Just a few miles down the road people lived in shacks - just barely 4 walls. They fished in the bayou for dinner. I had never seen anything like it in my life (all 20 years of it at the time). It was just so sad. The apartment complex was in Gretna - just the west of New Orleans city proper - just over the Mississippi River Bridge. If you recall seeing thousands of residents stranded on a bridge after Katrina, that's the bridge that was a short distance from where we lived. Just another block west of us was a 24 hour convenience store and we got to know the fellow who worked the evening shift. He lived in one of the shacks along the bayou, but he drove a very nice BIG car. After we got to know him a bit, our friend asked him about that - why the big car when his housing was so sad? And he said something like this "well, if worse comes to worse, we can sleep in the car, but we can't drive the shack". That was his reality. I wonder how many people down there still live like that. Surely if there were any shacks still standing, Katrina did away with them.
While we were living there, coincidentally my brother was stationed at Biloxi AFB in Mississippi. When he had a few days leave, David and I would make the drive along the coast to get him and bring him back to the apartment for home cooked food. I think we did that 2-3 times while I was there. Because of that, we got to see the Gulf coastline as it existed before Katrina. We would play our Seals and Croft 8 track tape as we made the drive. In an eerie bit of recall, the words of the song I remember the most are "we may never pass this way again". Back then there was very little new development and much of the land still belonged to old plantations. It's said to think so much of it was destroyed in Katrina along with anything built after we left. Having lived someplace, even for a short time, and even though it was over 30 years ago and is many hundreds of miles away, I think it made the reality of Katrina a little more real for us. We knew the areas that had water up to their roofs. We knew the west bank where residents attempted to flee only to be stopped because those areas were low lying and hit very hard as well. It was easy for us to understand how and why everything flooded. Just so so sad.
And now the residents are once again faced with another storm of catastrophic proportions. All we can do is wait and hope and pray for all those residents that are being evacuated from newly rebuilt homes, partially rebuilt homes and even those still temporary shelters. And pray for the safety of the personnel who need to stay behind and for those being deployed to the area for the all important jobs and emergency work. My sweet friend Mary over at Gettysburg Homestead is on standby and may be deployed to the area after the storm. Please keep her and her family in your thoughts and prayers as well.
On a lighter note, I have once again been given the Primitive Excellence Award by five sweet Prim blogger friends. Carolyn over at Cranberry Crossings, Wendy over at The Cozy Yellow House, Pam over at Antique or Not, Cathy over at Hazelruthes and Sandy over at For the Love of Prims all honored me with this fun award. I thank them each and you can check out their own Excellent Primitive blogs by checking my blog roll. I love seeing how they decorate and the crafts they make. It has been so much fun getting to meet other primitive loving gals. We each have our own style of prim and I love to see the differences and the commonalities.

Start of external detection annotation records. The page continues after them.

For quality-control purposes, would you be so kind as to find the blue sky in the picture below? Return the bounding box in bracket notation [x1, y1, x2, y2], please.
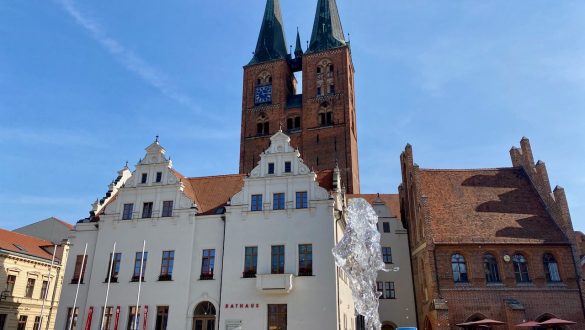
[0, 0, 585, 230]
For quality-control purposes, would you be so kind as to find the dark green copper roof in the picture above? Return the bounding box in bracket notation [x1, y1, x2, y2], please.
[250, 0, 288, 64]
[307, 0, 346, 53]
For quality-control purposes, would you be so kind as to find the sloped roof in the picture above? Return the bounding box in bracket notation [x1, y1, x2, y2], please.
[307, 0, 346, 53]
[347, 194, 400, 219]
[171, 169, 333, 215]
[419, 168, 567, 244]
[0, 229, 54, 260]
[185, 174, 246, 215]
[250, 0, 288, 64]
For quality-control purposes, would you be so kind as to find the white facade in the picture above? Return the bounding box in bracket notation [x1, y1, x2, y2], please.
[56, 132, 355, 330]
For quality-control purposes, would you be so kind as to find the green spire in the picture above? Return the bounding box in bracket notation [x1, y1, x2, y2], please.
[295, 28, 303, 58]
[250, 0, 288, 64]
[307, 0, 346, 53]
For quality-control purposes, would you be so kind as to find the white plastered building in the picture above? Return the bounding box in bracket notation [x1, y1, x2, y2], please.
[56, 132, 356, 330]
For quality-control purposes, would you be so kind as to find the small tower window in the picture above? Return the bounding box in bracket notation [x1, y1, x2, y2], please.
[256, 115, 270, 136]
[286, 117, 301, 131]
[329, 84, 335, 94]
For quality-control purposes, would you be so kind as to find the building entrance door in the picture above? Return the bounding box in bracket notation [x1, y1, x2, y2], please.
[193, 301, 215, 330]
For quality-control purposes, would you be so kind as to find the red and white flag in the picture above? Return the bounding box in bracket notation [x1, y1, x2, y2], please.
[142, 305, 148, 330]
[114, 306, 120, 330]
[85, 306, 93, 330]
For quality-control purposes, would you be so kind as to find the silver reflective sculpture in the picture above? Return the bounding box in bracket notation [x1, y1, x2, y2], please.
[333, 198, 388, 330]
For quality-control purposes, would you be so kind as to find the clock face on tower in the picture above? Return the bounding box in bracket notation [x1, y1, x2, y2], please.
[254, 85, 272, 105]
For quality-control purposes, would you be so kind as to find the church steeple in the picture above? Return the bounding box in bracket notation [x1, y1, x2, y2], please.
[295, 28, 303, 58]
[250, 0, 288, 64]
[307, 0, 346, 53]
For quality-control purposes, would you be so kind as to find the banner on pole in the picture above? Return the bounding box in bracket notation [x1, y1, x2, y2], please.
[142, 305, 148, 330]
[114, 306, 120, 330]
[85, 306, 93, 330]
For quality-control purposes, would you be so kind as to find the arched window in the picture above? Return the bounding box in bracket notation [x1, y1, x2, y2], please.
[542, 253, 561, 282]
[256, 71, 272, 85]
[451, 254, 468, 283]
[512, 254, 530, 283]
[319, 103, 333, 126]
[193, 301, 215, 330]
[256, 115, 270, 136]
[317, 59, 335, 96]
[483, 253, 501, 283]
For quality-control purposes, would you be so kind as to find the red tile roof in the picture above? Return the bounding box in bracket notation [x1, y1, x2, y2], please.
[419, 168, 567, 244]
[347, 194, 400, 219]
[0, 229, 54, 260]
[185, 174, 246, 215]
[171, 169, 333, 215]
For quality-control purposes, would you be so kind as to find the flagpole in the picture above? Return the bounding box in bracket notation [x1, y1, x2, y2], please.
[100, 242, 116, 330]
[133, 240, 146, 330]
[39, 244, 57, 329]
[69, 243, 87, 330]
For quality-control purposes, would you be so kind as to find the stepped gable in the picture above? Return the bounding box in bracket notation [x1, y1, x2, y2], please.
[347, 194, 400, 219]
[419, 168, 569, 244]
[0, 229, 54, 261]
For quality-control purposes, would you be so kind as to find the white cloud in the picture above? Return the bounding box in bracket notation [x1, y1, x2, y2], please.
[0, 194, 91, 206]
[0, 126, 101, 147]
[56, 0, 201, 112]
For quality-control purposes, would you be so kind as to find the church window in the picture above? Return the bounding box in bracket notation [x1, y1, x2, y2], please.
[483, 253, 500, 283]
[286, 116, 301, 131]
[329, 84, 335, 94]
[451, 254, 468, 283]
[512, 254, 530, 283]
[543, 253, 561, 283]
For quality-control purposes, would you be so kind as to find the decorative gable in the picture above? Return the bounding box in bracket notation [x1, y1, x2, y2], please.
[250, 130, 311, 178]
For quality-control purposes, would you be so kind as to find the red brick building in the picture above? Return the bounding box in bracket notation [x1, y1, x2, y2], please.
[240, 0, 360, 193]
[399, 138, 585, 330]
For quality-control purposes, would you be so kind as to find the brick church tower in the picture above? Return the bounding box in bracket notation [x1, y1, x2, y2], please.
[240, 0, 360, 193]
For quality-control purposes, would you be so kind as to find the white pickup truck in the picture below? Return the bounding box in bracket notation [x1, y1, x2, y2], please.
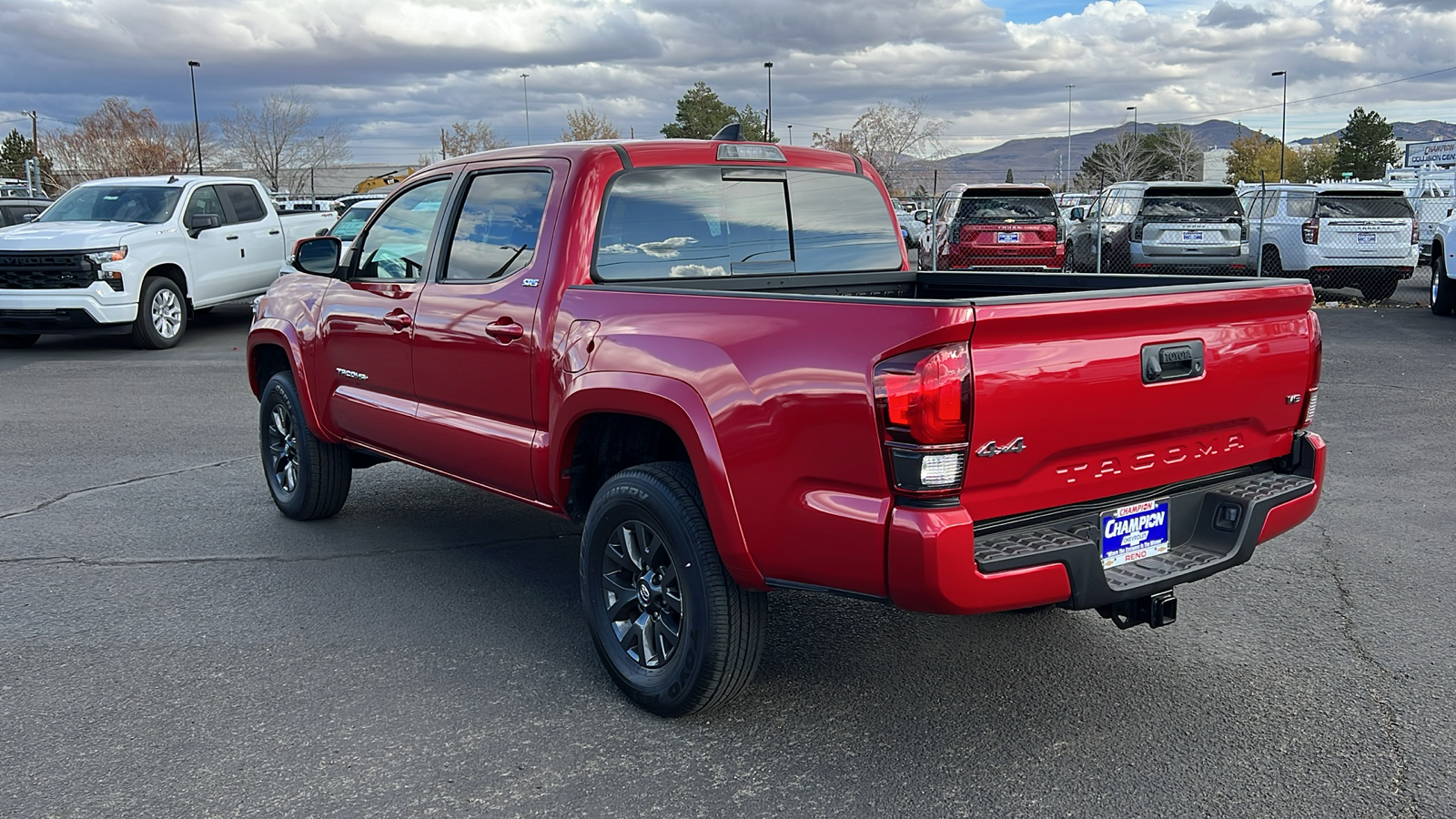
[0, 177, 335, 349]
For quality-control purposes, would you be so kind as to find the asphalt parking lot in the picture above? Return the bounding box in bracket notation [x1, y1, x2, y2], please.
[0, 282, 1456, 817]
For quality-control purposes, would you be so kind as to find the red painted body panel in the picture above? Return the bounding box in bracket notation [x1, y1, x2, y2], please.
[249, 141, 1322, 613]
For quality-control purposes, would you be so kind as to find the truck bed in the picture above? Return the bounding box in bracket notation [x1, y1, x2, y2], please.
[595, 269, 1299, 301]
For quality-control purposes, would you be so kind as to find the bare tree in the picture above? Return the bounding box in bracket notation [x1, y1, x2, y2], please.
[1153, 126, 1203, 182]
[850, 96, 949, 191]
[46, 96, 197, 184]
[561, 106, 622, 143]
[218, 89, 349, 191]
[440, 119, 511, 156]
[814, 128, 859, 153]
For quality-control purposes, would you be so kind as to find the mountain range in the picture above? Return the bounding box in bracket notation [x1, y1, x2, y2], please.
[923, 119, 1456, 182]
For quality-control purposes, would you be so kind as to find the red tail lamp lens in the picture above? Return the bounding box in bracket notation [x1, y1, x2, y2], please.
[875, 342, 971, 444]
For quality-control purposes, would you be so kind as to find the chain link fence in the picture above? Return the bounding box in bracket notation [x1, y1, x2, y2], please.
[900, 182, 1432, 305]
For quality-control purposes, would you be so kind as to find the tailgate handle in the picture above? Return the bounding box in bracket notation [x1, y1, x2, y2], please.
[1143, 341, 1203, 383]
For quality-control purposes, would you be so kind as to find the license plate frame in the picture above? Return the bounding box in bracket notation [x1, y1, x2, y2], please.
[1099, 497, 1172, 570]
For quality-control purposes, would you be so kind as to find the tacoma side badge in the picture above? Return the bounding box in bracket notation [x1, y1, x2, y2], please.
[976, 436, 1026, 458]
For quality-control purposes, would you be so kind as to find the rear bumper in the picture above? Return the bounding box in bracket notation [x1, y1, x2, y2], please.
[888, 433, 1325, 613]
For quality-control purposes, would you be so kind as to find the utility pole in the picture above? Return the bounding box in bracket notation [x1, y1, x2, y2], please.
[20, 111, 46, 197]
[521, 73, 531, 145]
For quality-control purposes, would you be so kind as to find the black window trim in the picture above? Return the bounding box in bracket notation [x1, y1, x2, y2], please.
[344, 167, 459, 284]
[430, 165, 556, 286]
[588, 162, 913, 287]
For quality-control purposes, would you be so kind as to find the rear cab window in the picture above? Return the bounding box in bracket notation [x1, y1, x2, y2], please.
[592, 167, 901, 281]
[956, 188, 1061, 225]
[1141, 187, 1243, 221]
[1315, 191, 1415, 218]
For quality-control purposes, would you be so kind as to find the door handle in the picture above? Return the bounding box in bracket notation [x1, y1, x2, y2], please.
[384, 308, 415, 331]
[485, 319, 526, 344]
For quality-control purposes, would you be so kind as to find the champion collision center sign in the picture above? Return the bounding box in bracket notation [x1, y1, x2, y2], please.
[1405, 140, 1456, 167]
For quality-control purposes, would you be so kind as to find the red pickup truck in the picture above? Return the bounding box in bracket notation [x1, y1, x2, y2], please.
[248, 134, 1325, 715]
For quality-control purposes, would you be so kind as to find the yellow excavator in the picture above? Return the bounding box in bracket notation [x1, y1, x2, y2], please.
[354, 167, 415, 194]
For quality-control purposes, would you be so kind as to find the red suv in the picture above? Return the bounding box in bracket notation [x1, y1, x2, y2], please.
[920, 185, 1066, 269]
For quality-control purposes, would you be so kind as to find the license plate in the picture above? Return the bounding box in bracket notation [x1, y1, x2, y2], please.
[1102, 499, 1168, 569]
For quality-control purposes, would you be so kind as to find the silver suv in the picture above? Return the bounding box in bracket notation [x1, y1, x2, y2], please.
[1239, 182, 1421, 300]
[1067, 182, 1249, 276]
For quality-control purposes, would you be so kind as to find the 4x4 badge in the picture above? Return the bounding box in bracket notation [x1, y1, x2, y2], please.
[976, 436, 1026, 458]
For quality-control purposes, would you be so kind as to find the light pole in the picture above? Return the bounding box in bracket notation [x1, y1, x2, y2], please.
[521, 73, 531, 145]
[1269, 71, 1289, 182]
[308, 134, 323, 199]
[1063, 85, 1077, 191]
[763, 63, 774, 143]
[187, 60, 202, 177]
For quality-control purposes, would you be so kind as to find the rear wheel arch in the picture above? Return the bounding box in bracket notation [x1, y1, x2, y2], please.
[550, 371, 767, 591]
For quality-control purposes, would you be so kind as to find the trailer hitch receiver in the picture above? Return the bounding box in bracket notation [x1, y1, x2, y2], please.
[1097, 591, 1178, 628]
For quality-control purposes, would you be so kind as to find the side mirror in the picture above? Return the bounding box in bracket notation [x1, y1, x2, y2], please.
[293, 236, 344, 277]
[182, 213, 223, 239]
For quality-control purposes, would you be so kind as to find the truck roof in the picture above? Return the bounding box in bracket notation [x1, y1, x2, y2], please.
[416, 140, 862, 174]
[77, 174, 258, 188]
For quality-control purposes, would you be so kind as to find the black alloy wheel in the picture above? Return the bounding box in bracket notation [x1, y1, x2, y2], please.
[1431, 249, 1456, 317]
[258, 371, 354, 521]
[578, 462, 767, 717]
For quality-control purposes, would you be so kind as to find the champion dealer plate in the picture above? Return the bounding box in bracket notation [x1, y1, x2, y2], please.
[1102, 499, 1168, 569]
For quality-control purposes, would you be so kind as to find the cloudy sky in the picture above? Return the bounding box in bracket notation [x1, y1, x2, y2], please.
[0, 0, 1456, 163]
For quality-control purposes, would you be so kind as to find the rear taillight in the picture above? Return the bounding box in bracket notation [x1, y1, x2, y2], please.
[874, 341, 971, 495]
[1299, 310, 1325, 430]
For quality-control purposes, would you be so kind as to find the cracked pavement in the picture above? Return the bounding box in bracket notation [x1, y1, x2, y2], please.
[0, 306, 1456, 819]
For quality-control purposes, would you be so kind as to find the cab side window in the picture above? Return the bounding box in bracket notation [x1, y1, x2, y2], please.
[185, 185, 228, 225]
[354, 177, 450, 279]
[441, 170, 551, 281]
[218, 185, 268, 223]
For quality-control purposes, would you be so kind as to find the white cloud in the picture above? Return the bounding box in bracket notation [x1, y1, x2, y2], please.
[0, 0, 1456, 163]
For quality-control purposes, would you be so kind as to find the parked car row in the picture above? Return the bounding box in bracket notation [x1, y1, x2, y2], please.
[915, 181, 1421, 300]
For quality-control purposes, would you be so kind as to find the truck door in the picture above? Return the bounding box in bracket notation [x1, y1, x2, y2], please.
[415, 160, 568, 500]
[217, 182, 282, 296]
[184, 185, 243, 303]
[315, 177, 451, 458]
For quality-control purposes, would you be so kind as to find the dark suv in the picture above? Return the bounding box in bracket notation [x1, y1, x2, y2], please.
[1067, 182, 1249, 276]
[920, 185, 1065, 269]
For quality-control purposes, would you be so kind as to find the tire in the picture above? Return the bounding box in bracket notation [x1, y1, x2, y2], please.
[1431, 250, 1456, 317]
[258, 371, 354, 521]
[131, 276, 187, 349]
[1259, 245, 1284, 278]
[580, 462, 769, 717]
[1360, 274, 1400, 301]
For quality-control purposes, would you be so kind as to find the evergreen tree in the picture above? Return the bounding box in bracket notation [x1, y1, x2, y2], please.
[662, 82, 745, 140]
[1335, 108, 1400, 179]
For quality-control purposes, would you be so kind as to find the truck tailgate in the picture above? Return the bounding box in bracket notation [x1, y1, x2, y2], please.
[963, 281, 1316, 521]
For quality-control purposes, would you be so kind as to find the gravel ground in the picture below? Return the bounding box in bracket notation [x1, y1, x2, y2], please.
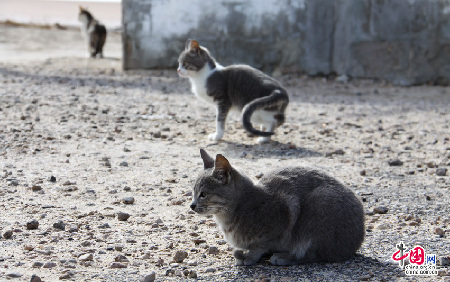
[0, 25, 450, 281]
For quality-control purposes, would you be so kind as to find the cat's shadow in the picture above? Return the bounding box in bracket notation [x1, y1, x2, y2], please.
[206, 140, 323, 160]
[230, 254, 405, 281]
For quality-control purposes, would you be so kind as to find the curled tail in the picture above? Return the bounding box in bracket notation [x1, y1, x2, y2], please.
[242, 90, 289, 136]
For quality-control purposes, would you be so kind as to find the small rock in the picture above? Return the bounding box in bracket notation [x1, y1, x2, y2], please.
[373, 206, 389, 214]
[42, 261, 56, 268]
[69, 224, 79, 233]
[187, 270, 197, 278]
[31, 185, 42, 192]
[31, 261, 44, 268]
[434, 227, 445, 236]
[30, 274, 42, 282]
[436, 167, 447, 176]
[173, 251, 188, 263]
[114, 255, 130, 262]
[117, 212, 130, 221]
[3, 230, 13, 239]
[144, 271, 156, 282]
[122, 197, 134, 205]
[78, 254, 94, 261]
[388, 159, 403, 166]
[6, 272, 23, 278]
[59, 271, 75, 280]
[27, 219, 39, 230]
[208, 246, 219, 255]
[53, 220, 66, 231]
[110, 262, 127, 268]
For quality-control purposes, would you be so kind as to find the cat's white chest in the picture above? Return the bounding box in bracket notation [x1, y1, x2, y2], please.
[189, 65, 223, 104]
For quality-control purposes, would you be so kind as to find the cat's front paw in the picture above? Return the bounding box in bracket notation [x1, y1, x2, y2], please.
[208, 132, 223, 141]
[258, 137, 270, 144]
[270, 253, 296, 265]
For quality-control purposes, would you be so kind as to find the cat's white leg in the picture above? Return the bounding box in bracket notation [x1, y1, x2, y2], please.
[258, 122, 276, 144]
[234, 249, 266, 266]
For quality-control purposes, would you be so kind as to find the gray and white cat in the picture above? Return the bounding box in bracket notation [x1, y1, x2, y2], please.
[78, 6, 106, 58]
[178, 40, 289, 143]
[190, 149, 364, 265]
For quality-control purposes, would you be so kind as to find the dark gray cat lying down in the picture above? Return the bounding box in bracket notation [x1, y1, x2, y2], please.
[191, 149, 364, 265]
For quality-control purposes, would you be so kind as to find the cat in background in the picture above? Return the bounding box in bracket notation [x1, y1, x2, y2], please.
[190, 149, 364, 265]
[178, 40, 289, 143]
[78, 6, 106, 58]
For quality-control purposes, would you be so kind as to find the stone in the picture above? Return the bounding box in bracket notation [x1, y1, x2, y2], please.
[78, 254, 94, 261]
[109, 262, 127, 268]
[27, 219, 39, 230]
[122, 197, 134, 205]
[173, 251, 188, 263]
[436, 167, 447, 176]
[117, 212, 130, 221]
[388, 159, 403, 166]
[3, 230, 13, 239]
[373, 206, 389, 214]
[42, 261, 56, 268]
[144, 271, 156, 282]
[30, 274, 42, 282]
[53, 220, 66, 231]
[434, 227, 445, 237]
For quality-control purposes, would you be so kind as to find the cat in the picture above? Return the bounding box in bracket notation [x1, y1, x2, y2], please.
[190, 149, 365, 265]
[177, 40, 289, 143]
[78, 6, 106, 58]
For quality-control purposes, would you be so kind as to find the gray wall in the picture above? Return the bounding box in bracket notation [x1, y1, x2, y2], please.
[122, 0, 450, 85]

The one thing we all love is to decorate for the seasons - prims really seem to lend themselves particularly well to fall of course! I did start my fall decorating this weekend. I have most of my items in place, but in my eye, our home never looks done until all my bittersweet is in place. We may go looking tomorrow morning if time permits. In the meantime, I broke up my new garland into smaller pieces to place here and there. I am really not much of a pip berry/garland type gal but it sure does make it easier to have something you can use year after year. Here in MA, bittersweet is now considered a no-no because it is so invasive. It is being eradicated along roadways and railways and is getting harder to find. It is illegal to sell it in any shape or form even so in the future, garlands and pip berries may be my only choice!
I did take a few pictures and I'll share these as just a sneak peak. Things may change before I am done, but it is beginning to look like fall Behind My Red Door!
Enjoy what is left of the long weekend and pray that Gustav some how weakens dramatically and spares all parts of the gulf coast from any major damage.